I’m the experimental lead in many turbulent (multiphase) flows, in a variety of geometries such as: water channels, Taylor-Couette (flow between concentric rotating cylinders), and ‘French’ washing machine.
I’ve looked at a variety of topics including emulsions, roughness, membranes, obstructed heat convection, evaporation dynamics, boiling, drag reduction, algorithmic design, oscillatory flow, and flows with (chiral) particles, and heat transport in bubbly flows.
Effect of bubbles on heat and mass transfer in turbulent flows
Within MCEC, I work on finding the effect of bubbles on heat and mass transfer in turbulent flows. To this end we have constructed a new setup called the Twente Heat and Mass transfer tunnel: https://aip.scitation.org/doi/10.1063/1.5092967 .

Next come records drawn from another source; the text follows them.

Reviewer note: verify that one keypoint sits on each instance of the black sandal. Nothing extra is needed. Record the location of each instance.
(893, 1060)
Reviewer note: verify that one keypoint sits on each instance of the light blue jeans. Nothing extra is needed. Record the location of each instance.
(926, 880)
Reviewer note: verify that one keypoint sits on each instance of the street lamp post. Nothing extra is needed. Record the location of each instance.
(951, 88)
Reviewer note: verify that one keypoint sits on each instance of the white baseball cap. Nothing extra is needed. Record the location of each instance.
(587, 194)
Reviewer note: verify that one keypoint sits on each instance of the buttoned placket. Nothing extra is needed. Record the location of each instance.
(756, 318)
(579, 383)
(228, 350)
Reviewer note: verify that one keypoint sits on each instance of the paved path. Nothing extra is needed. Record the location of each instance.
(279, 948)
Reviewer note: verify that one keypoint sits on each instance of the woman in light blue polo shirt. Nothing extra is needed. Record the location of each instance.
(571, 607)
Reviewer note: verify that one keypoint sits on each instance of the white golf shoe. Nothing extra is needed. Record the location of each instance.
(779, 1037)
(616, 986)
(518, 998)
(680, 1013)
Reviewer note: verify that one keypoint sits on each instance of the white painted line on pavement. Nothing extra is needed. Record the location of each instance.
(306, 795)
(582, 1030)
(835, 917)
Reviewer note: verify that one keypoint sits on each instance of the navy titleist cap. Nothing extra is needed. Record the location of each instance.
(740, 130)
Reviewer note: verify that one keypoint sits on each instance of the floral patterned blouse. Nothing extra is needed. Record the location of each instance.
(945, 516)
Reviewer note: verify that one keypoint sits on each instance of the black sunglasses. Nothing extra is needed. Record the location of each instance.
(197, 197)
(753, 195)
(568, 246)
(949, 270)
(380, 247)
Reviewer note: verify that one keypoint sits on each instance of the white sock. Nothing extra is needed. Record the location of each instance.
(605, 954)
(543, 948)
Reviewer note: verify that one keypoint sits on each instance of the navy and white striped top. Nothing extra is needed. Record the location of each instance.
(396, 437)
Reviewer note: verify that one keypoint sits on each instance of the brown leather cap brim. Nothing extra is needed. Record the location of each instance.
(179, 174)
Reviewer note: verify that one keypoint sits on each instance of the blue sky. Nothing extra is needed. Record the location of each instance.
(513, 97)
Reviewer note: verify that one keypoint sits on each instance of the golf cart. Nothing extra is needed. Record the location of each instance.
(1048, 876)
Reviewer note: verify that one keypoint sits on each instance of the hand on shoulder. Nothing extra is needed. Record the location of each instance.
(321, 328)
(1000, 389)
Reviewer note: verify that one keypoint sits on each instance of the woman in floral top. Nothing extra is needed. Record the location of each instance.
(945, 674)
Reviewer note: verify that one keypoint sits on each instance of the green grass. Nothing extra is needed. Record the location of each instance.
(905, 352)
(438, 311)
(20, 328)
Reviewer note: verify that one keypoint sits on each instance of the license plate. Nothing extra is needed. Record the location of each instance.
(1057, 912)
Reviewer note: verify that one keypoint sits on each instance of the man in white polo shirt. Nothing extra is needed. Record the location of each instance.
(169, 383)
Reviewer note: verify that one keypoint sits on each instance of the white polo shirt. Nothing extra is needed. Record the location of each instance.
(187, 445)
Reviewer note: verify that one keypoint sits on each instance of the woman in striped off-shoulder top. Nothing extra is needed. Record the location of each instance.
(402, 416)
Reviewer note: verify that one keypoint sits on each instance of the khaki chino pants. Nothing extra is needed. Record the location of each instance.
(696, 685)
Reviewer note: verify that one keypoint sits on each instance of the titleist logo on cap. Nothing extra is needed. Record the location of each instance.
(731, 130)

Which is a vertical water channel that can locally heat the flow, inject bubbles, and it has an active grid to stir the turbulence:
Multiphase turbulent flow
I have two PhD students, Peter Dung and Pim Waasdorp, working on this flow and look into the various aspects of multiphase turbulent flow.
Apart from this setup I also do a variety of topics in the Taylor–Couette geometry, with my students I’m looking at possibilities of drag reduction in such a geometry which are then being used for maritime applications.
We also have looked at water-oil emulsions in this geometry with some surprising results that can be used in e.g. the food industry and petrochemical processing.
What does the near future look like?
I will continue to look at these types of flows, but I’m also working on the evaporation dynamics of aerosols in homogeneous isotropic turbulence. This line of research was of course initiated because of the corona crisis.
The role of the aerosols is not well understood, and the dynamics of such aerosols (their evaporation rate for example) are not well known when they are clustered in groups inside a turbulent flow with a certain (background) temperature and humidity. We want to explore this experimentally in our new experimental facility.